As promised, Dave Edmunds got the band signed to Parlophone and the album A Legend was issued in October 1970. The album received some positive reviews, particularly for the authenticity of Edmunds' production which was full of 50s style slapback echo. Preceded in August by the single "Spirit Of Woodstock" (backed by the Big Al Downing and The Poe Kats Rockabilly rocker from the 1950s "Down On The Farm", which was sung by Louie and was Edmunds' preference for the A-side) the album sold poorly despite both sides of the single receiving some airplay. The Sunsets' fortunes began to deteriorate further when Dave Edmunds' own version of "I Hear You Knocking" was released as a single and began storming up the charts. When Parlophone had initially declined to release the song, Edmunds offered it to MAM Records instead. However, as soon as the record had reached number one in the UK and was on its way to selling five million copies, the EMI label claimed a breach of contract. The resulting backlash saw Shakin' Stevens and the Sunsets removed from the Parlophone roster.

Following the Parlophone disappointment, the band experienced a few personnel changes. After a drunken episode which saw him smash a full bottle of whisky over Shaky's head, bassist Steven Percy was asked to leave the Sunsets. Also, unhappy with being based in Cardiff, Trevor Hawkins decided to leave the group and return to London. Their replacements were bass player George Chick, who offered an exciting visual element with his wild stage performance, and Bristolian rock and roll pianist Mike 'Ace' Skudder, who was also no slouch when it came to entertaining an audience.

With the new line-up the band recorded a cover of Fats Domino's "All By Myself" for a compilation album called Battle Of The Bands. The producer on the session was Donny Marchand, an American now resident in the UK. Marchand promised the Sunsets that, with his connections in the music business, he could get them a contract with CBS Records. True to his word, CBS did indeed offer the band a deal and Marchand took the Sunsets into Morgan Studios in Willesden to record their second album, I'm No J.D., which was issued in the autumn of 1971. Halfway through the sessions, Carl Petersen left and the album was completed with the ace Welsh rock and roll guitarist Mickey Gee. Although he remained with the Sunsets to play a few gigs after the sessions had finished, his stay with the band was short lived. However, Mickey Gee was to perform a major role in Shakin' Stevens' success of the early 80s, adding his distinctive lead guitar to many of Shaky's biggest hit records.

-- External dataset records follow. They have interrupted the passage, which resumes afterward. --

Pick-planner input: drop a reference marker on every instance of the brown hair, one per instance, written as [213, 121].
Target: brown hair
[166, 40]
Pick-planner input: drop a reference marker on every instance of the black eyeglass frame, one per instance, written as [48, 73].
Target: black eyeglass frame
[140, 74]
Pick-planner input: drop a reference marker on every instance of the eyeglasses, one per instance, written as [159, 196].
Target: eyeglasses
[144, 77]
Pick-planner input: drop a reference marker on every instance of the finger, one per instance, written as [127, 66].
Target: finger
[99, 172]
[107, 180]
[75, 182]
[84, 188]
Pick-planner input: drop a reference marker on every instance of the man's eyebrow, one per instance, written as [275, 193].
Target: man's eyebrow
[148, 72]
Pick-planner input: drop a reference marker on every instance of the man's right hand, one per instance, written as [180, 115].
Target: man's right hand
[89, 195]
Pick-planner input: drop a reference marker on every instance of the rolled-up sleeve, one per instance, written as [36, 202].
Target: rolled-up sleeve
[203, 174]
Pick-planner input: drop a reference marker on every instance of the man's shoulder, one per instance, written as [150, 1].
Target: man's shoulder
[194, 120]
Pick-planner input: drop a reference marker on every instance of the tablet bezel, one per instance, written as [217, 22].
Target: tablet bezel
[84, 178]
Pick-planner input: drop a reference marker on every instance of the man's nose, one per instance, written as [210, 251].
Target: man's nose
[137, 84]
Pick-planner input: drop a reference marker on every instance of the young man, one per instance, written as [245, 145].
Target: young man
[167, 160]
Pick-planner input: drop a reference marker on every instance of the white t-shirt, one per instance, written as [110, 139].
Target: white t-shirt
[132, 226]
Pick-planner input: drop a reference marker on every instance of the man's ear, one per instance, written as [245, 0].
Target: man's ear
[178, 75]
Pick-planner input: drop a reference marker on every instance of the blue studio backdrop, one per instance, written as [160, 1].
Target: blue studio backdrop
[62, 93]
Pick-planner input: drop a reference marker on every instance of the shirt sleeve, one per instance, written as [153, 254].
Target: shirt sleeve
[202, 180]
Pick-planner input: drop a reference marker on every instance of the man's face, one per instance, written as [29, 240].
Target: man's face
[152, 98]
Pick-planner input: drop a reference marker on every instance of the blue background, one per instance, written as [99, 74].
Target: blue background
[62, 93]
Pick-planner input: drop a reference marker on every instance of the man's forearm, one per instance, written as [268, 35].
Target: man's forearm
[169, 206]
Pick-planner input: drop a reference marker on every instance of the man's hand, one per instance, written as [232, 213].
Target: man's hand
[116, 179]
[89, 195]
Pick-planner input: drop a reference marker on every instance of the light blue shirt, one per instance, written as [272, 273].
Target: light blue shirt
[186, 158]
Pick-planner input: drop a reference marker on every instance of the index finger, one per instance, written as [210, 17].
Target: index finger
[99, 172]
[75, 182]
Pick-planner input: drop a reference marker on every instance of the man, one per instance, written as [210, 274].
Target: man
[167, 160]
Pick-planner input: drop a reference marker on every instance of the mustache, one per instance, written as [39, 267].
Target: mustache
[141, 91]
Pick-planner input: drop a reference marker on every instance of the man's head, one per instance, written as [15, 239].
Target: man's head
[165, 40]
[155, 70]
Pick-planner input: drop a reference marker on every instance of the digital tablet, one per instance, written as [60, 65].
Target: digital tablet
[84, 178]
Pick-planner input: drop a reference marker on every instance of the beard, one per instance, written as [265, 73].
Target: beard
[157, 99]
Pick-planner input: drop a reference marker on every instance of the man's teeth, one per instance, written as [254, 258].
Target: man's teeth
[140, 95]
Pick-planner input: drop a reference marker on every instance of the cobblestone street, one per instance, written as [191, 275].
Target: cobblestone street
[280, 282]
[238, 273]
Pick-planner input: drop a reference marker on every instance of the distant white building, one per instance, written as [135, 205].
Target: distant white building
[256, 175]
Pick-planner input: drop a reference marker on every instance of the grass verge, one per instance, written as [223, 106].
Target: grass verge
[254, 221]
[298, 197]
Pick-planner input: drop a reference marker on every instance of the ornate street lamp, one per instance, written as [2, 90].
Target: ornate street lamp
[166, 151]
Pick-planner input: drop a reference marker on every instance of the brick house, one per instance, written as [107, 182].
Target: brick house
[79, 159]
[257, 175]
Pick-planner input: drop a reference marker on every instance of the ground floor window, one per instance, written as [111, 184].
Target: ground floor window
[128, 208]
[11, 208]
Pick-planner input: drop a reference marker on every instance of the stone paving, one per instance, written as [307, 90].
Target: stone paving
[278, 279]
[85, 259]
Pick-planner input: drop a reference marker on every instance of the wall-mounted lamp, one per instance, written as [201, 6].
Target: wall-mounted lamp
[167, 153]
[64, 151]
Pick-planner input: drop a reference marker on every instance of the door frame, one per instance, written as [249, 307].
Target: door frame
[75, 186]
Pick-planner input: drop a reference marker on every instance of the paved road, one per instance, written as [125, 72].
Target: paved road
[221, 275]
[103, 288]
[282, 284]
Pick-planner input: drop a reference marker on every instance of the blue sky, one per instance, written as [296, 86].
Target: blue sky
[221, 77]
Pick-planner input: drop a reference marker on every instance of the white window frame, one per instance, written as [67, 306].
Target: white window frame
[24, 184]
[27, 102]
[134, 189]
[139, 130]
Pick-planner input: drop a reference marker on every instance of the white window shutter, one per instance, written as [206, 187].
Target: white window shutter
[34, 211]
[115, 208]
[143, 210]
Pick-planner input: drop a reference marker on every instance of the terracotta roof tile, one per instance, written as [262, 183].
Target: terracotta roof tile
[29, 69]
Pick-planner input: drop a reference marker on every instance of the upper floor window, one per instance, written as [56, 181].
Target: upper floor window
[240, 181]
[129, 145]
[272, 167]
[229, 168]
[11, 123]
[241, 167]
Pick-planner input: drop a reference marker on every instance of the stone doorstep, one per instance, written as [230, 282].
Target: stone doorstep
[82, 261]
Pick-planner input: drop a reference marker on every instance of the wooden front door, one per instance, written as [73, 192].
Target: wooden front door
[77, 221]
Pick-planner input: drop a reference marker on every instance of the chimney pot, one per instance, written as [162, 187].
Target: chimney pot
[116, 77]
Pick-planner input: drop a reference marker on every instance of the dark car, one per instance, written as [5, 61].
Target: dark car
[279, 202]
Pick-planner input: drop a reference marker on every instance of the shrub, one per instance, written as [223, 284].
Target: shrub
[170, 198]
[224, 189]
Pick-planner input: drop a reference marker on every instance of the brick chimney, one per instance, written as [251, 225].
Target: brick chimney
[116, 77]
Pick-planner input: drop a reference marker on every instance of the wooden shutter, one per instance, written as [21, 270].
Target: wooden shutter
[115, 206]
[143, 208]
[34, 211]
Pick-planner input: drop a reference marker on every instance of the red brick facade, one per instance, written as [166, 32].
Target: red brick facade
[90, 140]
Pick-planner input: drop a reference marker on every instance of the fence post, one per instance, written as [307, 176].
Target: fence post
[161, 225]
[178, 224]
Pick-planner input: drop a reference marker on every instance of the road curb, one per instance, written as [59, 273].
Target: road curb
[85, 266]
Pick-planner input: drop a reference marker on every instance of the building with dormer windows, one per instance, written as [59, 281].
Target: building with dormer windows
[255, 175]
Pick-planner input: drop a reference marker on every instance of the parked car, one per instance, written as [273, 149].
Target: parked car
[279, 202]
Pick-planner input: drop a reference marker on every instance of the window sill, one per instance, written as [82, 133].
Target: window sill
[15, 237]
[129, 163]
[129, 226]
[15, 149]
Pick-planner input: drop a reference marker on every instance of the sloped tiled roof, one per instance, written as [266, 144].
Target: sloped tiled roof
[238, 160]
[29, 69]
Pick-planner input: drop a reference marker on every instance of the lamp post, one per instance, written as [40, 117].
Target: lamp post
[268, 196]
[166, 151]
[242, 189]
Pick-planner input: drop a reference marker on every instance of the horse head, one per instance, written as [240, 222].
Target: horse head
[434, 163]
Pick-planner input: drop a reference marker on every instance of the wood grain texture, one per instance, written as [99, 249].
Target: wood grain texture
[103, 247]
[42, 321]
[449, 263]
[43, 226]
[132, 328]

With CBS reportedly ignoring Donny Marchand's advice to release the album as a budget price record, I'm No J.D. sold, in Marchand's own words, "1,000 copies". Unsurprisingly, CBS dropped the band shortly after the album was released.

Early in 1972, the band were offered the chance to record another album with Donny Marchand for the budget label Contour, a subsidiary of Polydor. The Sunsets were reluctant to agree at first having yet to receive royalties from Marchand for I'm No J.D.. However, with the promise that the financial issues would soon be resolved, the band (with new guitarist Willie Blackmore) went into Majestic Studios in Clapham and rush recorded the album (along with the single "Sweet Little Rock And Roller") in one day. The Sunsets were disappointed with the results and yet again the record, named Rockin' And Shakin' , failed to sell.

Despite their lack of chart success, Shakin' Stevens and the Sunsets were still a popular live act enjoying regular and well attended gigs across the UK. They had developed a loyal and enthusiastic following, so much so that they were voted the 'Top British Rock And Roll Group (Of The Old School)' in NME's 1972 poll. Their reputation as a live act soon spread to Europe and the group embarked on a tour of Sweden in August 1972. By this point, the line-up had changed again with Ian Lawrence replacing Blackmore on guitar and Tony Britnall (previously with the Fortunes and Jigsaw) becoming the new sax player. Britnall was another showman to complement George Chick and Ace Skudder, not to mention the actual frontman Shakin' Stevens. The Sunsets had now grown into a formidable live act which was being lapped up by the Europeans who, unlike British audiences, had yet to tire of rock and roll music.

===The Dutch years===
A meeting in the autumn of 1972 with a Dutchman named Cyril Van Der Hemel convinced Paul Barrett that Shakin' Stevens and the Sunsets should forget about the unprofitable one-off record deals in Britain and should instead concentrate on the much more lucrative live circuit on the European continent. Van Der Hemel ran a production company named Tulip which focused on promoting British acts who had failed in their homeland. He promised the Sunsets professionally run tours in the Netherlands and other parts of Europe and a Dutch record contract which the band might actually be able to make some money out of. With nothing to lose, Shakin' Stevens and the Sunsets readily accepted the Tulip deal and, as a result, spent a large part of 1973 touring the Netherlands with a reasonable amount of success.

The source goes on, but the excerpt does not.